On the one hand, I enjoyed this book. On the other, for such an important and fascinating character as Fermi, I couldn’t help but think this book was a bit of small beer. I would’ve happily enjoyed a book three times its length. Relatedly, I would’ve liked fewer asides about the general aspects of the Manhattan Project. Perhaps there’s no good way to get all the info now, but I would’ve loved to get a stronger feel for all those deathbed conversations with great and controversial thinkers.
I don’t want to say it’s a bad book – in fact it might be the best Fermi biography available. It also has the incidental point of interest that one of the authors is the nephew of Emilio Segrè, which may explain why the sections about Fermi’s friends were some of the best and most detailed of the book. If you, like me, enjoy biographies from the Heroic Age of Physics, it’s definitely worth a read.
The Pope of Physics (Segrè and Hoerlin)
This book. It’s a treasure, really. Sometimes, pop science books are written by people like me – interested non-experts who can turn a phrase. That’s fine, and I like those books. But, now and then you get a book where someone pours a lifetime of expertise and stories beteween the covers. That’s what Mahaffey has done.
This book is mostly a sequence of discussions of exactly what happened at particular nuclear accidents (ranging from nuclear power to nuclear bombs). The depth of his research is sometimes staggering. He also has funny stories, and he provides insights into the psychology of disasters in general.
That said, it’s thick. It’s thick and although it CAN be consumed by people who aren’t well-versed in nuclear power, it’s gonna send you to wikipedia a lot. And, especially in the middle of explanations about nuclear plants, it can get really tough to follow. Here’s a sample sentence from page 344, which I wrote down to illustrate the point: “In the 177FA design, B&W had replaced the troublesome Crosby PORV with a Dresser 31533VX30.”

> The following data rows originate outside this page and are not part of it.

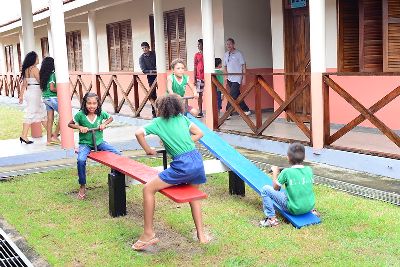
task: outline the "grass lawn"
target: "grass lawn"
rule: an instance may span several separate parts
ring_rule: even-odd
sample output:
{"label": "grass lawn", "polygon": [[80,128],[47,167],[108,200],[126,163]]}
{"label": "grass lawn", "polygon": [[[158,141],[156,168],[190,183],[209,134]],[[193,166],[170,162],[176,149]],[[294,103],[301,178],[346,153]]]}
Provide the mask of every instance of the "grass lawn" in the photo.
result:
{"label": "grass lawn", "polygon": [[161,241],[151,252],[134,252],[130,245],[142,231],[142,186],[127,191],[128,215],[111,218],[108,169],[89,166],[88,172],[85,201],[75,197],[75,169],[0,183],[0,216],[53,266],[400,266],[398,207],[317,186],[322,224],[259,228],[260,198],[249,188],[245,198],[230,196],[226,173],[209,176],[203,187],[209,194],[203,211],[210,244],[194,240],[187,204],[158,194]]}
{"label": "grass lawn", "polygon": [[0,140],[19,138],[23,117],[22,110],[0,105]]}

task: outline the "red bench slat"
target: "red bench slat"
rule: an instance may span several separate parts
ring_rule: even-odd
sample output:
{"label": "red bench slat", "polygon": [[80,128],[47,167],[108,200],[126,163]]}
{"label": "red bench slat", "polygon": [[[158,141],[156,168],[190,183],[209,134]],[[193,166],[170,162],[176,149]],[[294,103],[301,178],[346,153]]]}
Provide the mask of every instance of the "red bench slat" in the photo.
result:
{"label": "red bench slat", "polygon": [[[88,158],[117,170],[145,184],[158,176],[158,171],[130,158],[108,151],[91,152]],[[175,202],[184,203],[207,198],[207,195],[191,185],[176,185],[160,190],[160,193]]]}

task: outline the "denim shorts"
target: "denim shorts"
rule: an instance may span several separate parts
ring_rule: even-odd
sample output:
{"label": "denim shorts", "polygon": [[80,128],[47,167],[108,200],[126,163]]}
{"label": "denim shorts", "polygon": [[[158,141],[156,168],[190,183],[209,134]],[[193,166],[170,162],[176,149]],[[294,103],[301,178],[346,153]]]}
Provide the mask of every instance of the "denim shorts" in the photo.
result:
{"label": "denim shorts", "polygon": [[58,100],[57,97],[43,98],[43,103],[46,105],[46,110],[55,110],[58,112]]}
{"label": "denim shorts", "polygon": [[197,149],[173,157],[170,167],[160,174],[167,184],[203,184],[206,182],[203,159]]}

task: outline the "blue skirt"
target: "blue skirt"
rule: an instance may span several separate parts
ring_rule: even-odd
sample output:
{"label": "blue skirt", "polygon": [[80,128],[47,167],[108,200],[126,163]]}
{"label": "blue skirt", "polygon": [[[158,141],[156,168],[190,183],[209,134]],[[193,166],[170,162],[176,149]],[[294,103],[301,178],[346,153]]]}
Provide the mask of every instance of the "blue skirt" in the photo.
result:
{"label": "blue skirt", "polygon": [[168,169],[160,174],[160,179],[167,184],[203,184],[206,182],[203,159],[197,149],[172,158]]}

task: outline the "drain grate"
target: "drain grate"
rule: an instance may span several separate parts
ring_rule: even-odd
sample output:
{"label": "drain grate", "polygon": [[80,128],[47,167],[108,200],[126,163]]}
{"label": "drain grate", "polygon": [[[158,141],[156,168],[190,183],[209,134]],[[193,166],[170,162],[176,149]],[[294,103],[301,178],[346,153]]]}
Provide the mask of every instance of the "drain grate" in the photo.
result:
{"label": "drain grate", "polygon": [[33,267],[2,229],[0,229],[0,267]]}

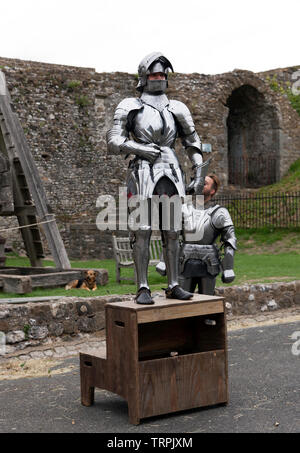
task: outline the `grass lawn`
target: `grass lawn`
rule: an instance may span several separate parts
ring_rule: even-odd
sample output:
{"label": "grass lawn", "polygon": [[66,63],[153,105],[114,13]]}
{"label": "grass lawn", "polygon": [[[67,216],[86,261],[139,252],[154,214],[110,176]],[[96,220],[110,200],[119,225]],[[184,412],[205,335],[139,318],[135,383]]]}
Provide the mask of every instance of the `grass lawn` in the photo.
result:
{"label": "grass lawn", "polygon": [[236,229],[238,253],[300,254],[300,228]]}
{"label": "grass lawn", "polygon": [[275,184],[258,189],[258,193],[272,192],[299,192],[300,191],[300,159],[296,160],[289,168],[286,175]]}
{"label": "grass lawn", "polygon": [[[248,240],[248,239],[247,239]],[[246,248],[247,251],[247,248]],[[98,287],[97,291],[89,292],[80,289],[65,291],[64,288],[34,289],[30,294],[7,294],[0,292],[0,298],[7,297],[34,297],[34,296],[103,296],[108,294],[134,294],[135,284],[132,282],[116,283],[114,260],[72,261],[72,267],[105,268],[109,273],[109,283]],[[8,257],[7,266],[28,266],[29,260],[23,257]],[[52,261],[44,261],[44,266],[53,266]],[[248,254],[241,248],[235,256],[236,279],[231,285],[268,283],[275,281],[300,280],[300,254],[296,252],[278,254]],[[133,269],[122,270],[122,275],[133,276]],[[166,278],[161,277],[154,267],[149,268],[149,283],[151,290],[157,291],[166,288]],[[217,279],[217,286],[224,286],[221,278]]]}

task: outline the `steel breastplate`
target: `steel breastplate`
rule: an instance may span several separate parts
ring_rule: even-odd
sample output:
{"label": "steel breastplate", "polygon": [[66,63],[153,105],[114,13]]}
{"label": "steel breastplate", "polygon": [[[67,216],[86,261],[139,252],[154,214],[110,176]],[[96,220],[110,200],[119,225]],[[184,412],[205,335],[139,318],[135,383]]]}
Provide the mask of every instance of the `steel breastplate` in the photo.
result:
{"label": "steel breastplate", "polygon": [[201,239],[197,238],[196,243],[199,245],[212,245],[218,237],[218,232],[212,225],[211,221],[211,212],[212,208],[205,209],[205,210],[193,210],[186,211],[188,217],[185,220],[185,225],[187,229],[185,230],[184,234],[186,236],[187,243],[193,243],[193,240],[189,240],[191,236],[189,236],[189,232],[196,229],[196,231],[203,232],[203,236]]}
{"label": "steel breastplate", "polygon": [[135,116],[132,132],[137,141],[174,147],[177,127],[174,117],[167,108],[161,112],[144,104]]}

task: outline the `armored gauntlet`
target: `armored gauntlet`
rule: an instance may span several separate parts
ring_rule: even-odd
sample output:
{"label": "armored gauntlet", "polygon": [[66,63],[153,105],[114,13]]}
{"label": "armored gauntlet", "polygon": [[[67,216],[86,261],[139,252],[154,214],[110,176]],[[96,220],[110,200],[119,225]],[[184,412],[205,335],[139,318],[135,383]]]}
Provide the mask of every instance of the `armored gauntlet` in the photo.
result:
{"label": "armored gauntlet", "polygon": [[210,159],[208,159],[204,164],[195,164],[193,170],[195,170],[195,176],[193,181],[187,186],[187,193],[194,192],[196,195],[202,195],[205,183],[205,176],[208,172],[208,166],[210,164]]}
{"label": "armored gauntlet", "polygon": [[231,283],[235,279],[233,270],[234,252],[236,250],[236,237],[234,226],[230,225],[222,231],[222,242],[224,243],[224,258],[222,261],[222,282]]}
{"label": "armored gauntlet", "polygon": [[144,143],[138,143],[133,140],[128,140],[120,146],[120,150],[126,154],[135,154],[142,159],[147,159],[153,164],[157,157],[160,155],[159,146],[154,143],[146,145]]}

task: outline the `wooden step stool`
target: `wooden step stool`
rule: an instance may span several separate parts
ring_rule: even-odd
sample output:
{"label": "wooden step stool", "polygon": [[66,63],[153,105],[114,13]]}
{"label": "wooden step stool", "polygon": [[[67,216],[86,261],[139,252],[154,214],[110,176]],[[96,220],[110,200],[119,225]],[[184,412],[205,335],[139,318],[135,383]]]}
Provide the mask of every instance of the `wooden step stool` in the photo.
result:
{"label": "wooden step stool", "polygon": [[224,299],[108,303],[107,354],[80,353],[81,402],[94,388],[128,402],[129,421],[228,402]]}

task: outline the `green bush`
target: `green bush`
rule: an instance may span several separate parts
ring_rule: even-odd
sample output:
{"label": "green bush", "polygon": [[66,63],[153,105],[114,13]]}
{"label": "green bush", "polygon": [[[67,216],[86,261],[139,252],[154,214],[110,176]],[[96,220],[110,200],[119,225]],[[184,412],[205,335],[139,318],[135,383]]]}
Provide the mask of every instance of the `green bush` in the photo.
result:
{"label": "green bush", "polygon": [[292,163],[289,169],[290,173],[297,173],[300,176],[300,159],[297,159],[295,162]]}
{"label": "green bush", "polygon": [[296,112],[298,113],[298,115],[300,115],[300,95],[299,94],[293,94],[292,93],[292,90],[288,90],[288,98],[289,98],[289,101],[292,105],[292,107],[296,110]]}
{"label": "green bush", "polygon": [[76,88],[80,87],[80,85],[81,85],[80,80],[70,80],[67,83],[68,90],[70,91],[76,90]]}
{"label": "green bush", "polygon": [[298,115],[300,116],[300,95],[293,94],[290,88],[290,82],[286,82],[285,86],[282,86],[280,82],[277,80],[277,75],[273,74],[272,77],[266,77],[267,82],[270,85],[270,88],[275,91],[276,93],[280,93],[286,95],[288,100],[290,101],[291,106],[296,110]]}
{"label": "green bush", "polygon": [[78,96],[76,98],[76,104],[81,108],[87,107],[88,105],[90,105],[90,100],[87,96]]}

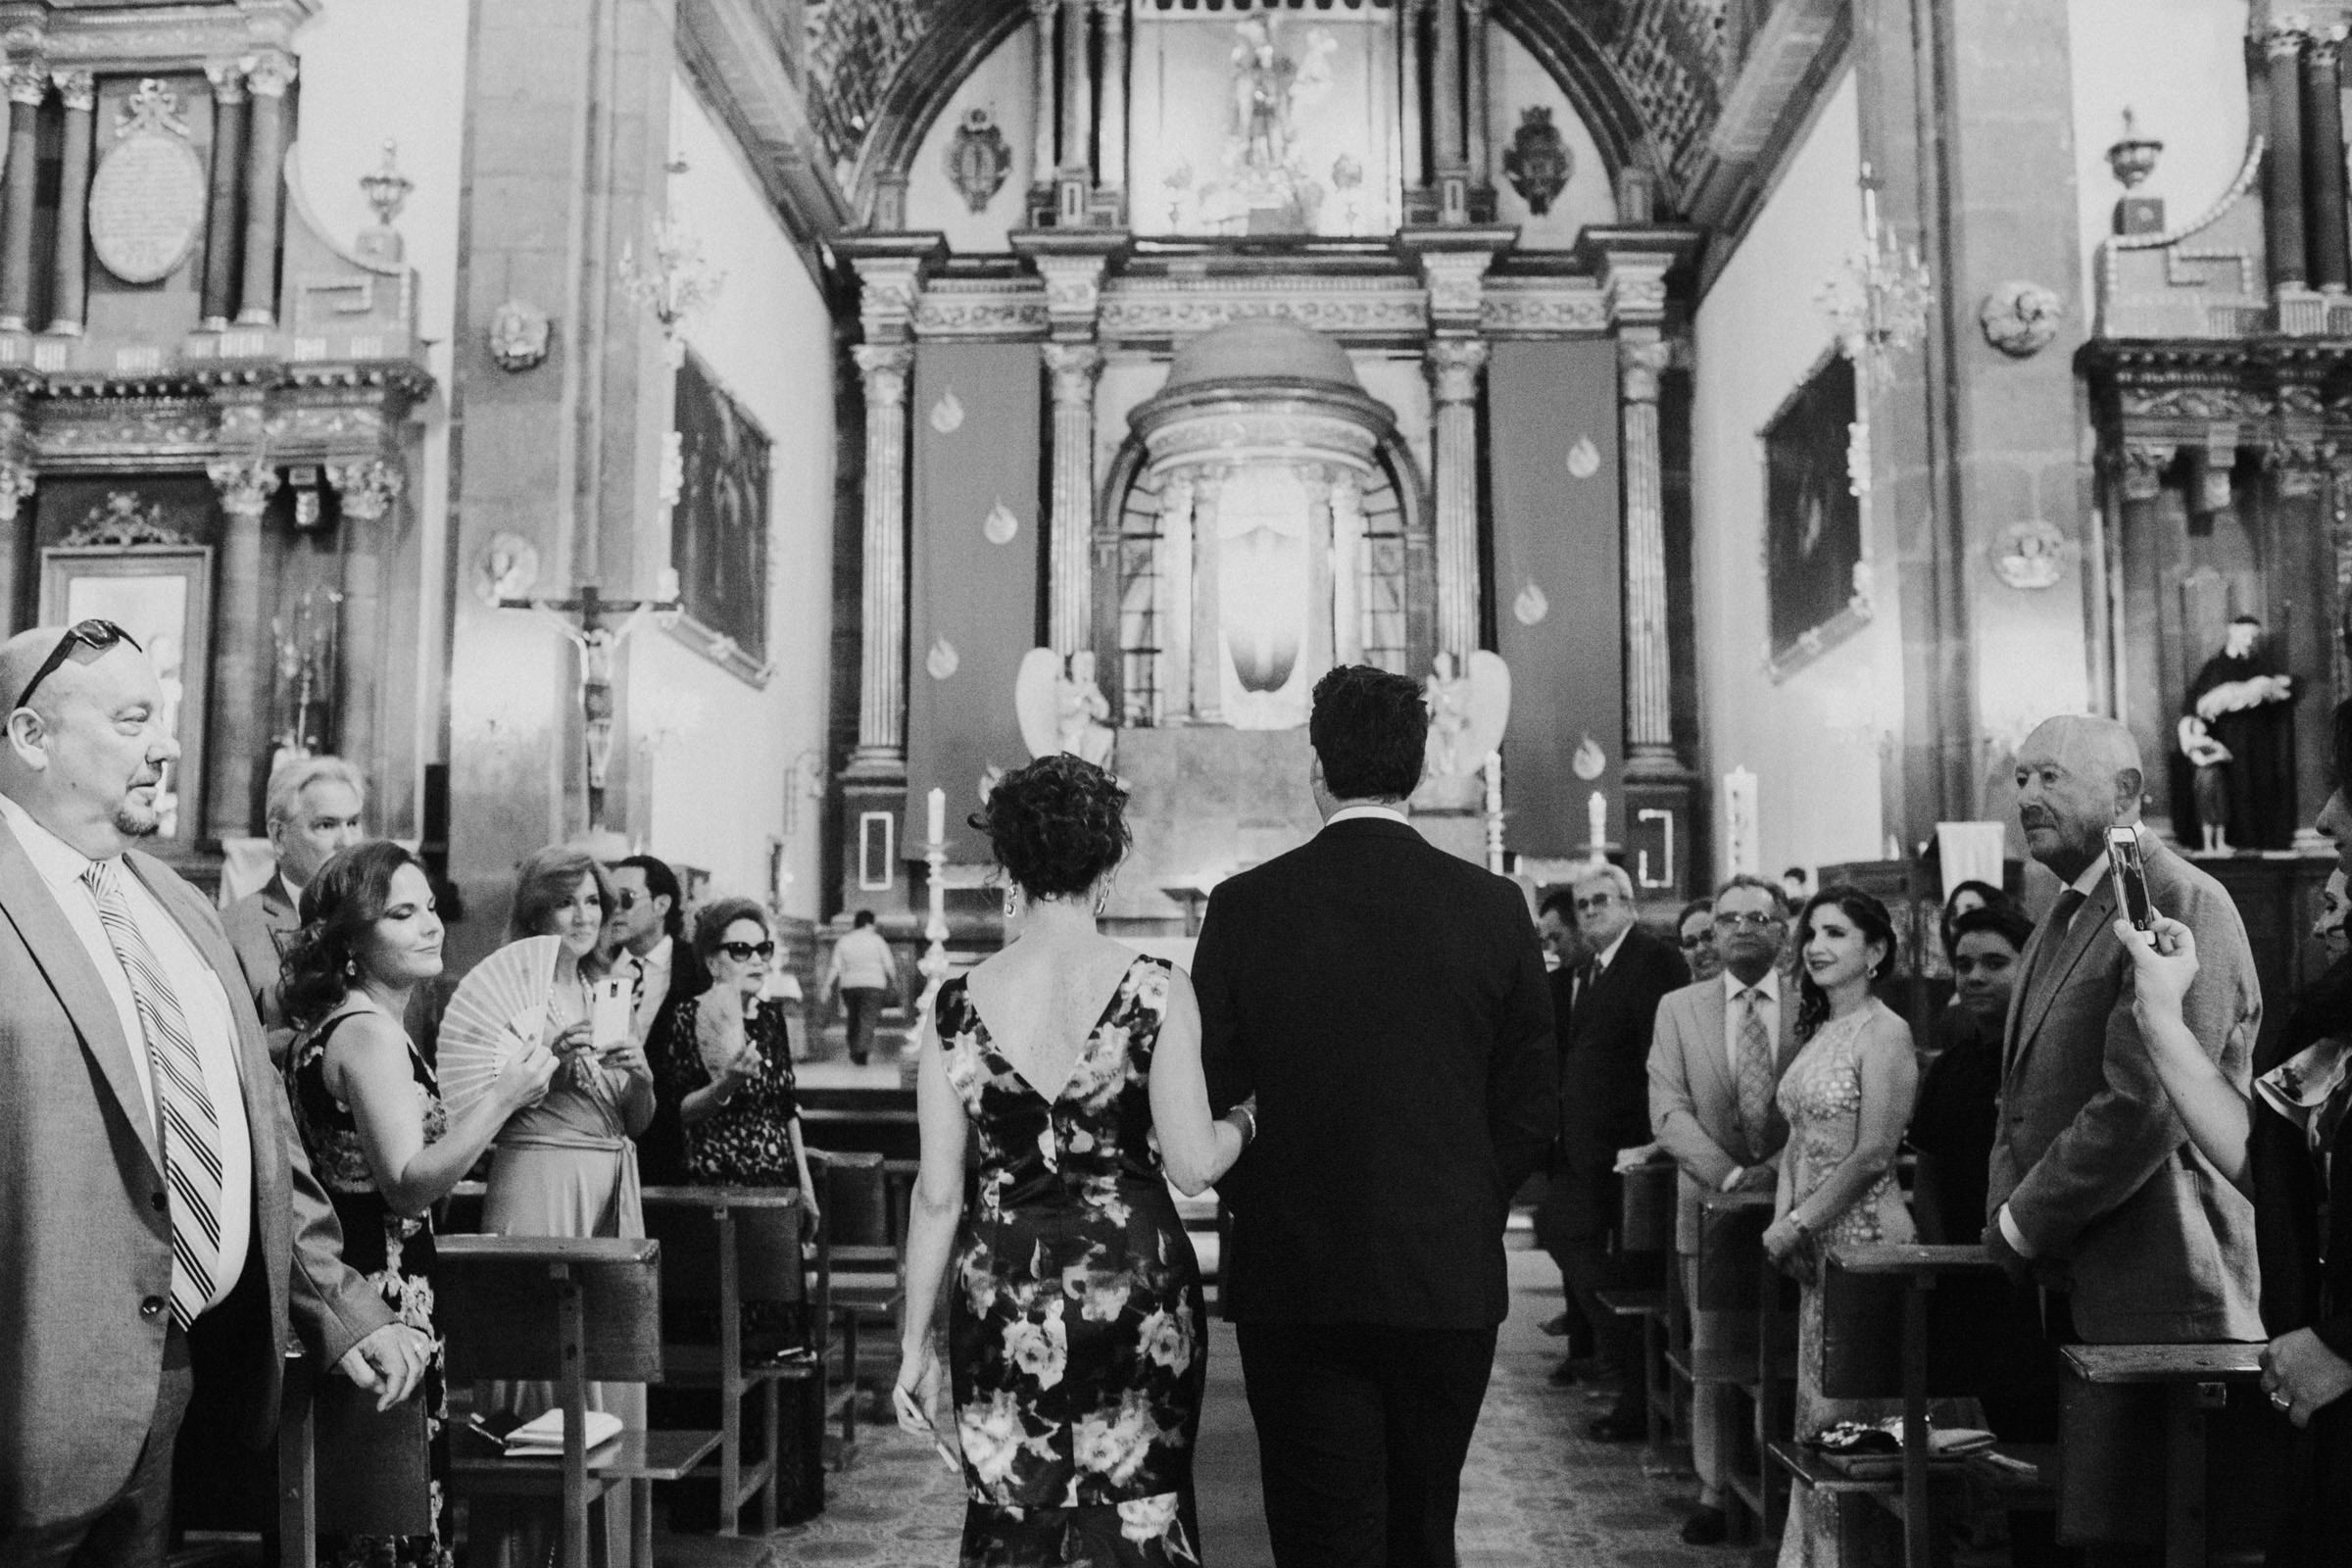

One gets the idea that there exists some nuclear engineer who reads “Crosby PORV” and bursts out laughing at the very idea of such a thing. Personally, I found I just had to accept that, as someone without a graduate degree in nuke stuff, there were parts that flew over my head. That said, Mahaffey is such a charming writer, so obviously in love with his subject, it can be enjoyable even when it’s hard to follow.